Marginally increased resistance to TCS was seen in the dam knockout strain compared to the parental strain prior to resistance induction, with MICs of 0.9 μg ml−1 v 0.4 μg ml−1, respectively. Post-TCS resistance, TCS-exposed knockouts and parent strains were able to grow at concentrations up to 100 times greater than the initial concentration. TCS acts by disrupting the synthesis of fatty acids by competitive inhibition of ENR. TCS interaction increases the affinity of ENR for nicotinamide adenine dinucleotide (NAD+), resulting in the development of the stable ternary complex ENR/–NAD/TCS. In this form, ENR is unable to synthesize fatty acids [47]. In the dam knockout, the level of fabI is significantly increased (Fig. 2. I), and this may contribute to a higher tolerance for TCS through the increased availability of ENR. There is an additional mutation (G>A) upstream of fabI, (Table 3); this base is the first site of the fadR-binding site located in the fabI promoter [49]. FadR is a transcriptional activator of fatty acid synthesis and its loss has been shown to significantly decrease fabI expression [50]. While the functional effect of this mutation is unknown, it may be that it results in increased binding of fadR to the fabI promoter and so contributes to the increased expression seen here. Increased fabI expression is also seen in the resistant dam knockout and parent, with a significantly greater level of expression seen in the dam knockout, which may explain the shorter time to resistance observed here – 3 and 5 days for the dam knockout and parent, respectively. The resistance-associated mutation, Gly93Val, was seen in all sequences for both the resistant parent and dam knockout. This mutation is associated with changes to the protein structure and altered interactions with TCS leading to significant increases in resistance [29]. This is reflected by the ability of the post-resistance induction strains to grow in the presence of a 500-fold greater concentration of TCS (450 μg ml−1).

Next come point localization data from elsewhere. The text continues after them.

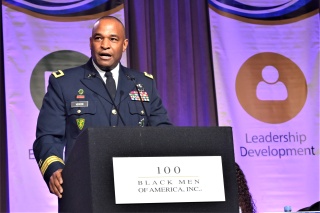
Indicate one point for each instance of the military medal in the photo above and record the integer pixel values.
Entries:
(80, 123)
(134, 95)
(80, 94)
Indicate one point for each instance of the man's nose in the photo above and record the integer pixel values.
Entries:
(105, 44)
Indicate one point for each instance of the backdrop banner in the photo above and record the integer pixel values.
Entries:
(39, 38)
(266, 67)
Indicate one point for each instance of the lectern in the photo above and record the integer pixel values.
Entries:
(88, 174)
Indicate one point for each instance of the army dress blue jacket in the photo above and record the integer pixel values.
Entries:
(77, 98)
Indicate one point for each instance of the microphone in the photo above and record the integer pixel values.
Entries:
(91, 75)
(113, 103)
(133, 79)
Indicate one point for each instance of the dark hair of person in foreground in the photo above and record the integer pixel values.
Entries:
(245, 199)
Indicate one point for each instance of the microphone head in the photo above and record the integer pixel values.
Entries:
(130, 77)
(92, 75)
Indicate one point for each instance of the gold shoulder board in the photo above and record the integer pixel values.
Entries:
(148, 75)
(58, 74)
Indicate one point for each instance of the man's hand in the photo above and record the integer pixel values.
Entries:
(55, 183)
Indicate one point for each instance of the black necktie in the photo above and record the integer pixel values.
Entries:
(111, 84)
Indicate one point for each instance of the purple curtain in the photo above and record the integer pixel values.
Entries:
(171, 40)
(4, 200)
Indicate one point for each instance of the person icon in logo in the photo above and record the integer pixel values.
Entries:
(271, 89)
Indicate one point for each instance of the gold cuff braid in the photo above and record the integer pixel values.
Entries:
(49, 161)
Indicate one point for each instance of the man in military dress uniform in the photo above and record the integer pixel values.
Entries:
(99, 93)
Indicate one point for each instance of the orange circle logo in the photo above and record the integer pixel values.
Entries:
(271, 88)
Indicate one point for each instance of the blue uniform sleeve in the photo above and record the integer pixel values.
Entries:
(50, 134)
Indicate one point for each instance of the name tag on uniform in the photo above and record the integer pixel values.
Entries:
(79, 104)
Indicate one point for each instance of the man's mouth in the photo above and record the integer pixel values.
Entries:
(105, 55)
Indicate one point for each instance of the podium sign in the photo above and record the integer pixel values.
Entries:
(91, 181)
(168, 179)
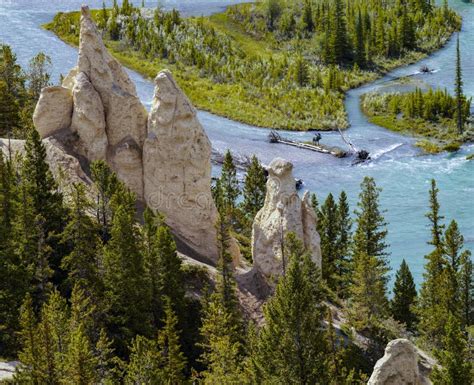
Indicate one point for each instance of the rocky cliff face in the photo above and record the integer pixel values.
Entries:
(402, 364)
(284, 211)
(163, 158)
(177, 168)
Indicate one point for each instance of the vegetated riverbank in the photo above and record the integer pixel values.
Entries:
(428, 115)
(266, 78)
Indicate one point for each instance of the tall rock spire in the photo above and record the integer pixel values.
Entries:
(177, 168)
(164, 159)
(283, 212)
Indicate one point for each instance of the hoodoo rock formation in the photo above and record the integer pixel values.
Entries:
(402, 364)
(283, 212)
(164, 158)
(177, 168)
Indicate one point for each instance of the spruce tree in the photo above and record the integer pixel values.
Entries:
(46, 200)
(82, 235)
(143, 366)
(38, 76)
(344, 238)
(369, 292)
(291, 347)
(371, 232)
(10, 121)
(404, 297)
(454, 358)
(106, 184)
(254, 189)
(221, 350)
(80, 362)
(229, 181)
(360, 51)
(329, 231)
(436, 291)
(466, 290)
(14, 275)
(29, 371)
(172, 360)
(435, 218)
(458, 89)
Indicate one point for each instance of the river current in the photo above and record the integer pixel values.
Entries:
(398, 167)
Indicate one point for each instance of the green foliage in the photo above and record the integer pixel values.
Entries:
(447, 288)
(291, 345)
(460, 100)
(456, 366)
(369, 293)
(404, 297)
(268, 64)
(229, 182)
(432, 114)
(254, 189)
(127, 289)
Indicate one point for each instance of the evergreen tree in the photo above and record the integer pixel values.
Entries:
(435, 218)
(38, 76)
(82, 234)
(291, 347)
(46, 202)
(106, 184)
(143, 367)
(458, 89)
(339, 41)
(172, 360)
(229, 181)
(127, 288)
(10, 121)
(329, 231)
(360, 51)
(369, 299)
(29, 371)
(14, 277)
(221, 351)
(404, 297)
(466, 290)
(254, 189)
(370, 234)
(456, 366)
(437, 288)
(80, 362)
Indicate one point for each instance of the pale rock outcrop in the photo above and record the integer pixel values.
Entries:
(283, 212)
(53, 111)
(399, 366)
(164, 159)
(88, 119)
(177, 168)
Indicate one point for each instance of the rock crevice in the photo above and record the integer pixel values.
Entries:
(163, 157)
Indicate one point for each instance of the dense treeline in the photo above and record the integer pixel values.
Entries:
(433, 114)
(94, 291)
(277, 63)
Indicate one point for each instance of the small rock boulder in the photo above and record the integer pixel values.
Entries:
(53, 111)
(283, 212)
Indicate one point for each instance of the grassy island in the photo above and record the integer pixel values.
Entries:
(284, 64)
(430, 115)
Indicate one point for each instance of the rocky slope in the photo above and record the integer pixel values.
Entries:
(284, 211)
(164, 157)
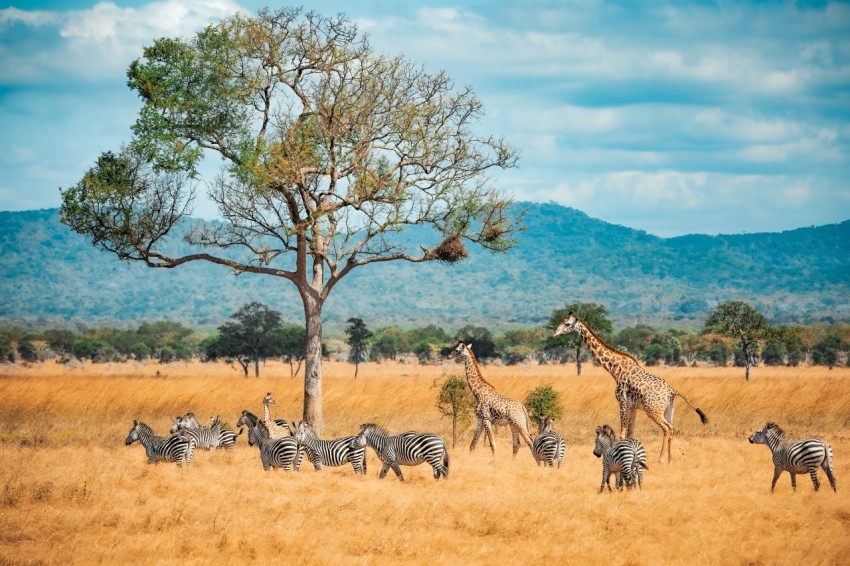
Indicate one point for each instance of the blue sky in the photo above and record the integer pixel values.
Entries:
(670, 117)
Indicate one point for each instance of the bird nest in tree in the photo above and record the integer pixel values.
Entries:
(492, 232)
(450, 250)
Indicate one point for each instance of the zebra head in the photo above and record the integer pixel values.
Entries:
(248, 419)
(134, 434)
(771, 433)
(569, 324)
(605, 439)
(461, 349)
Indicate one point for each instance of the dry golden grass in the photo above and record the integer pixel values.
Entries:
(73, 493)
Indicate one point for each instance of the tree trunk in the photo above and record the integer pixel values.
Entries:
(578, 360)
(313, 414)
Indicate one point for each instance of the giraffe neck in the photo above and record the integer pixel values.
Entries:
(613, 361)
(266, 419)
(474, 378)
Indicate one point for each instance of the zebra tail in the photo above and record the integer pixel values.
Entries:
(702, 416)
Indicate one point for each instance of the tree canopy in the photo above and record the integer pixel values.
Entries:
(329, 152)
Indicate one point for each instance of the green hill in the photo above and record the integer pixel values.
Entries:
(50, 275)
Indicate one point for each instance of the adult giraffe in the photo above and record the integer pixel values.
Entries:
(493, 408)
(636, 387)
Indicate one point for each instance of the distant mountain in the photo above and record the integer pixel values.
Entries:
(50, 275)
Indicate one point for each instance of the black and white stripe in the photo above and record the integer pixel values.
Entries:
(207, 438)
(625, 458)
(795, 457)
(549, 446)
(406, 449)
(174, 448)
(227, 436)
(275, 452)
(336, 452)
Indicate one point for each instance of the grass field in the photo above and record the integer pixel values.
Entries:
(73, 493)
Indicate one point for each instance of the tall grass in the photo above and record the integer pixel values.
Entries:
(71, 492)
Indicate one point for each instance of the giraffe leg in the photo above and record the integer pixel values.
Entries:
(630, 423)
(488, 431)
(478, 429)
(624, 417)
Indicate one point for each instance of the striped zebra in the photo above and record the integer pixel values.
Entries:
(208, 438)
(227, 436)
(277, 428)
(625, 458)
(549, 446)
(797, 457)
(331, 452)
(406, 449)
(174, 448)
(275, 452)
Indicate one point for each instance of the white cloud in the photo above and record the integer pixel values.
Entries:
(99, 42)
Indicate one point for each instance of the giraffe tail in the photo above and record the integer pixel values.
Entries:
(702, 416)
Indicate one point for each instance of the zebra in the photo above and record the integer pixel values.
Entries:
(174, 448)
(626, 459)
(407, 449)
(275, 452)
(549, 445)
(797, 457)
(331, 452)
(208, 438)
(227, 436)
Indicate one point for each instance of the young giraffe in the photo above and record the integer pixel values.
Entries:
(636, 387)
(275, 430)
(493, 408)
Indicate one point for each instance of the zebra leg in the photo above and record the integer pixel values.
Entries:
(397, 470)
(776, 473)
(829, 475)
(815, 480)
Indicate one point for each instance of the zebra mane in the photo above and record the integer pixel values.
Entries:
(373, 426)
(143, 427)
(776, 428)
(608, 432)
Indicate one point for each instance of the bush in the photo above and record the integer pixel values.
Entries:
(543, 402)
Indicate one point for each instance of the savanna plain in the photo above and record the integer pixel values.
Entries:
(71, 492)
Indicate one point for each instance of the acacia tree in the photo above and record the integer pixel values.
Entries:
(357, 336)
(329, 149)
(741, 322)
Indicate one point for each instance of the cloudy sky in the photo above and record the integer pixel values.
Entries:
(672, 118)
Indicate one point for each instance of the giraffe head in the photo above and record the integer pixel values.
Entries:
(461, 349)
(569, 324)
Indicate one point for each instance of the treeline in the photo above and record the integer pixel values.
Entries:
(734, 333)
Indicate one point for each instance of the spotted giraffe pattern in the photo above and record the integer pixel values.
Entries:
(493, 408)
(636, 387)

While dam plays an important role in a range of key physiological processes, and loss of its activity confers a measure of inherent resistance to TCS, the loss of dam does not appear to enhance the development of cross-resistance in most cases, either through an increase in the number of mutations or in the expression level of efflux associated. These findings match the assertion of Cohen et al. [10] that dam provides structural support during exposure to antibiotics. This may, however, depend on the specific mechanism of the agent investigated (e.g. antibiotics whose resistance mechanisms rely on non-acrAB-tolC efflux or antibiotics that target DNA replication, such as quinolones) [10].